On Thursday this week, journalist Dan Haar of Connecticut’s The Courant newspaper wrote that state police had received only 47,916 completed registration forms by the end of last year. According to his reporting, that statistic is just a sliver of what it should be.
If the state has received 50,000 registrations by now, Haar wrote, then that could represent as little as 15 percent of the assault weapons now classified by the state as warranting new paperwork under last April’s law.
“No one has anything close to definitive figures, but the most conservative estimates place the number of unregistered assault weapons well above 50,000, and perhaps as high as 350,000,” Harr wrote.
“And that means as of Jan. 1, Connecticut has very likely created tens of thousands of newly minted criminals — perhaps 100,000 people, almost certainly at least 20,000 — who have broken no other laws By owning unregistered guns defined as assault weapons, all of them are committing Class D felonies,” he added.
Other reports out of New England this week suggested that lawmakers there are wrestling with how to handle registration forms that weren’t sent in ahead of the end-of-year deadline and therefore now considered illegal unless officials find a loophole.
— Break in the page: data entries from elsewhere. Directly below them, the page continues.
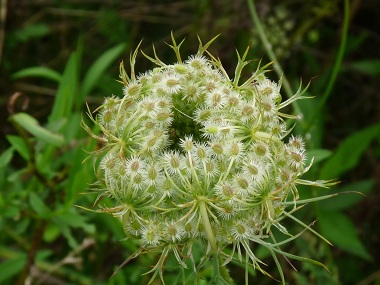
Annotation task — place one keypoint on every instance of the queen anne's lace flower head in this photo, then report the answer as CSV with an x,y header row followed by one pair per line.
x,y
191,154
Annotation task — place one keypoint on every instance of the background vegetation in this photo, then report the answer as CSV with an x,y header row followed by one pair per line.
x,y
57,55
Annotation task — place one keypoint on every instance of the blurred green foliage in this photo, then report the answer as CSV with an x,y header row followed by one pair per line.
x,y
58,56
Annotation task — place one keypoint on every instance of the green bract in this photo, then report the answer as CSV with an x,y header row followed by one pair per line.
x,y
190,154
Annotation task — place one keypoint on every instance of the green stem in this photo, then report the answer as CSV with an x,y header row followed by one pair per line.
x,y
221,274
207,225
268,48
336,67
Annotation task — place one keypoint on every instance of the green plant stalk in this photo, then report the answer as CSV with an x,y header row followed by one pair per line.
x,y
268,48
336,67
218,270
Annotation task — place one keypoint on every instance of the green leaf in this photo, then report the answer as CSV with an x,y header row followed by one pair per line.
x,y
38,71
75,220
98,67
65,230
348,199
6,157
32,126
349,152
19,145
38,205
11,267
67,90
339,229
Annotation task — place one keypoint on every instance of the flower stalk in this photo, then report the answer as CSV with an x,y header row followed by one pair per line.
x,y
190,155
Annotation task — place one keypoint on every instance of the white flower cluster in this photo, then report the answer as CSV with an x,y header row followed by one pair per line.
x,y
191,154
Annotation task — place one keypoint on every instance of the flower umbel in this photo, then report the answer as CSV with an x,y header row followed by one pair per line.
x,y
191,155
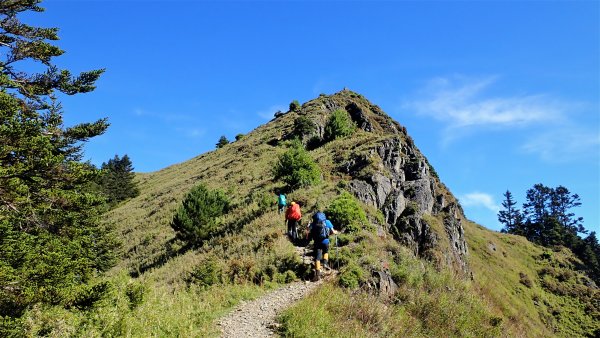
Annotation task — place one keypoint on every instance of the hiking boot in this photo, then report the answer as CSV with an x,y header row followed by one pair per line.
x,y
318,275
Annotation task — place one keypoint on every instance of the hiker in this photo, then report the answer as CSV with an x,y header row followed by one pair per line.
x,y
293,216
319,231
281,202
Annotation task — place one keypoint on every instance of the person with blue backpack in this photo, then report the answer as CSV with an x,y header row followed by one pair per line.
x,y
281,202
319,231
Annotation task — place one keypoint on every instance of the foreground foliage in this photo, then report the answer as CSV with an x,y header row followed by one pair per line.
x,y
51,240
197,219
546,219
296,168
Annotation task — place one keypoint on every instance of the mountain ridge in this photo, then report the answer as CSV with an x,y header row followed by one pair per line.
x,y
405,202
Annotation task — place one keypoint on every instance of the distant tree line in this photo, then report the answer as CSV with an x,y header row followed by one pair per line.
x,y
546,219
52,241
116,180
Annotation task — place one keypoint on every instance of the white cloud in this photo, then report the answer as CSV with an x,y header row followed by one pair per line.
x,y
479,199
462,103
268,114
564,144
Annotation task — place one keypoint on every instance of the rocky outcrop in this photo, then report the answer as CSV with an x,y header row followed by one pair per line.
x,y
393,176
411,200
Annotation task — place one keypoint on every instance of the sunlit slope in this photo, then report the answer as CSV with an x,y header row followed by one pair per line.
x,y
532,291
537,291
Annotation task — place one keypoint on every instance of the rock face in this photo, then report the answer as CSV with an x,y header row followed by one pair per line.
x,y
393,176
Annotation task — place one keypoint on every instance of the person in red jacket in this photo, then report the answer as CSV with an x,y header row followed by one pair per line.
x,y
292,216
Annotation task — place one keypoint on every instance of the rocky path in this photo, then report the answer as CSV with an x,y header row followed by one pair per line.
x,y
257,318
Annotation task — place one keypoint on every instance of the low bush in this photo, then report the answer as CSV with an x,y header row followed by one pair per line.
x,y
351,276
346,213
303,126
296,168
339,125
295,105
135,292
207,273
197,219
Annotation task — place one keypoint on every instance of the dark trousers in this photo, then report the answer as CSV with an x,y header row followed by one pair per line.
x,y
320,250
292,225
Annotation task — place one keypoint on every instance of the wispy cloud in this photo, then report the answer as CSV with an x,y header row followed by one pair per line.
x,y
479,199
163,116
463,103
565,144
269,113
“We’re trying to figure a way to accommodate the small number of people. Do we do it legislatively? Can we do it administratively?” Rep. Stephen Dargan, co-chairman of the Public Safety Committee, told the CT News junkie website this week. “Whatever our focus is, it has to be narrow in scope because it might open it up to other people’s concerns.”
As Harr reports, however, officials may have a much larger problem: while an estimated few hundred residents may have sent their registration forms in a day or two past deadline, a group of people estimated to be several times that size reportedly show no interest in submitting applications at all.
"I honestly thought from my own standpoint that the vast majority would register," said State Sen. Tony Guglielmo (R-Stafford) of the legislature's public safety committee said to Harr. "If you pass laws that people have no respect for and they don't follow them, then you have a real problem."
But even if some Connecticutians find the gun law improper, federal courts have so far said that’s not the case. Late last month United States District Judge Alfred Covello issued a 47-page ruling calling Gov. Malloy’s legislation constitutional, even though it imposed some restrictions on firearm owners.
"While the act burdens the plaintiffs' Second Amendment rights, it is substantially related to the important governmental interest of public safety and crime control," Covello ruled.